Again ; the administrators were required by the statute to make and file a statement of the debts, as far as they could discover the same, as soon as conveniently might be. And Chancellor Kent, in the case of Mooers v. White, (6 John. Ch. Rep. 360,) held that one year was a reasonable time for that purpose, unless special circumstances were shown to the surrogate to justify an application after that time. I will not say that in no conceivable case, under the former statute, the surrogate would be authorized to make an order where the administrators had neglected to make their application after the lapse of several years. But to justify the surrogate in making an order after such a lapse of time, the executors or administrators applying for the order must at least state in their petition that new debts, which were valid and subsisting claims against the estate, had recently been discovered. And if more than six years had elapsed they would also be bound to show that the debts were of such a nature that they were not barred by the statute of limitations. The administrators, in such a case, had no right to volunteer to pay debts which could not legally be enforced against them, or against the estate of the heirs at law, when the administrators had no assets in their hands.
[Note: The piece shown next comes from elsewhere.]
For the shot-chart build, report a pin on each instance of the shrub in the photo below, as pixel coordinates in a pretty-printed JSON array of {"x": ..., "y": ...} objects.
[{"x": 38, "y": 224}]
And if they did so, before the confirmation of the sale, and when they had no legal right to receive the purchase money, they did it in their own wrong and should themselves bear the loss.
The order appealed from mpst he affirmed with costs as. to the respondent Samuel Rea, who is made a party to thp petition of appeal and has answered the same. And as to every other person who had any interest in sustaining that order the appeal must be dismissed.